Majcen was also a co-founder and national vice-president of the Slovenian People's Party. In 2005, she was elected mayor of the municipality of Slovenska Bistrica and was re-elected in 2006. She continued to serve until 2010, when she lost re-election as candidate for Democratic Party of Pensioners of Slovenia, which she had moved to that year.
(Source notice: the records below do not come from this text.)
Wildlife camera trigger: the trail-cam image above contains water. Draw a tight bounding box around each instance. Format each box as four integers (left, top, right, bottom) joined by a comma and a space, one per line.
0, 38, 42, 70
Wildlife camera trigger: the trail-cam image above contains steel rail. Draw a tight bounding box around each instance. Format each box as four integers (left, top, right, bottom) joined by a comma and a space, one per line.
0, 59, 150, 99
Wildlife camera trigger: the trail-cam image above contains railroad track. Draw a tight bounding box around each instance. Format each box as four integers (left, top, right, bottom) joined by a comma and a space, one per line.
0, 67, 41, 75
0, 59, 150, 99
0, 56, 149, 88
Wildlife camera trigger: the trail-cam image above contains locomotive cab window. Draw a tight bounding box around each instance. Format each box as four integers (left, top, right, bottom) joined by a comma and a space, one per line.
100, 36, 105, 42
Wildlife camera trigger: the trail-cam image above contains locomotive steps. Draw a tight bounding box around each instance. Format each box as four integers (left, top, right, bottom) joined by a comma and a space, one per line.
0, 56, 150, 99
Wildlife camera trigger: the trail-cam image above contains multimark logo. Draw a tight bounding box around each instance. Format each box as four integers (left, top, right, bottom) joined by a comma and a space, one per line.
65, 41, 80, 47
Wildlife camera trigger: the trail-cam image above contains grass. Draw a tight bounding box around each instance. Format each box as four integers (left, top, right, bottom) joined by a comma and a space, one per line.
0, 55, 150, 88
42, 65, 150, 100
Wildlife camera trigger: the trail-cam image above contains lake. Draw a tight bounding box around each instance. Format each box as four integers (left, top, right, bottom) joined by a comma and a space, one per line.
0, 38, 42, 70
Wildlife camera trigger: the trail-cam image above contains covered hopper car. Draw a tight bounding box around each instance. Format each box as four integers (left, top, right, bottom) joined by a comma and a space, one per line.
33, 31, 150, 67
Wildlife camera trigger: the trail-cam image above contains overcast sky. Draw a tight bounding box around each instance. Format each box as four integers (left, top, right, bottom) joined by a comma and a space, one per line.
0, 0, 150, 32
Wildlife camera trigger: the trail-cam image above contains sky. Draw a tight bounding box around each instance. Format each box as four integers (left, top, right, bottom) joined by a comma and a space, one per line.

She ran for a seat in the National Assembly twice: in 1992 and 2011.

Majcen joined the Association of Municipalities and Towns of Slovenia committee in 2005 and was promoted to vice-president of the entire organisation in 2006. After joining the European Committee of the Regions in 2005 as a substitute, she was promoted to chair of Slovenia's European Committee of the Regions delegation in 2006, remaining there as late as 2008.

In 2014, the Democratic Party of Pensioners of Slovenia (DeSUS) nominated Majcen to succeed Tomaž Gantar as the Minister of Environment and Spatial Planning
 She accepted the nomination and later served as minister for at least four years. She was succeeded in the position by Simon Zajc. She was vice-president of DeSUS until her resignation in March 2021.